Dataset management tools
The usage of all the available gb2 tools is shown.
In most cases, examples of how to use them can be obtained with the flag --usage
.
gb2_ds_get
Download remote file to local directory (Default: current directory) –new option to download using rucio. This is experimental functionality, and will eventually be a default way. Examples:
$ gb2_ds_get myProject
$ gb2_ds_get "project/sub00/file00*.root"
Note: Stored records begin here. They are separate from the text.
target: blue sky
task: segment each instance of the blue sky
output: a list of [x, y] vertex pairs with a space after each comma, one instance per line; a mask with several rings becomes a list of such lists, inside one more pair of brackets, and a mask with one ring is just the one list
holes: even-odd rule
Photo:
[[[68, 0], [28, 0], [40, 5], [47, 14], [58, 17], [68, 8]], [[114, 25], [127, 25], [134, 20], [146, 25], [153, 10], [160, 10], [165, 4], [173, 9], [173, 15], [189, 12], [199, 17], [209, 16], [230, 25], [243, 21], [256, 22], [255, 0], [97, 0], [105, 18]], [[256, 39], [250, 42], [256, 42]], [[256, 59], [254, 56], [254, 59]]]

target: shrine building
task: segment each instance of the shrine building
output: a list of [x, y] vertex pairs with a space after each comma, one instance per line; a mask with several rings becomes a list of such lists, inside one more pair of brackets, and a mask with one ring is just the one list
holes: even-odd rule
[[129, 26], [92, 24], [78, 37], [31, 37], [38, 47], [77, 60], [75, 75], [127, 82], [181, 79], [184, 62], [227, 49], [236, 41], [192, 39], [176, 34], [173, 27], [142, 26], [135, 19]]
$ gb2_ds_get myproject --new
usage: gb2_ds_get [-h] [-v] [--usage] [-o local directory] [-u USER] [-r {MC,data,user}] [-l] [--new] [-f] [--noSubDir] [-i file with lfns] [--failed_lfns filename.txt] [--se SE]
dataset
Positional Arguments
- dataset
specify dataset name
Named Arguments
- -v, --verbose
increase verbosity (up to -vv)
Default:
0
- --usage
show detailed usage
- -o, --output_dir
path to local directory
- -u, --user
specify user name
- -r, --subcate
Possible choices: MC, data, user
specify a dataset category
- -l, --long
long listing (-ll: extra long)
- --new
Enables experimental feature(s) for the tool.
Default:
False
- -f, --force
skip confirmation
Default:
False
- --noSubDir
Avoid downloading of files in subdirectories of the given dataset
Default:
False
- -i, --input_dslist
Input file with list of LFNs to download
- --failed_lfns
Set the name of the text file where failed LFNs will be stored
- --se
Select an SE
gb2_ds_list
List datasets or files in specified directory . Files only with the status ‘good’ in the metadata catalog are shown by default. Use the option -s to list the files with other statuses, and ‘-s all’ to list all the files. Examples:
$ gb2_ds_list -u username
$ gb2_ds_list "/belle/MC/signal/B2DstpDstm/mcprod*/BGx*"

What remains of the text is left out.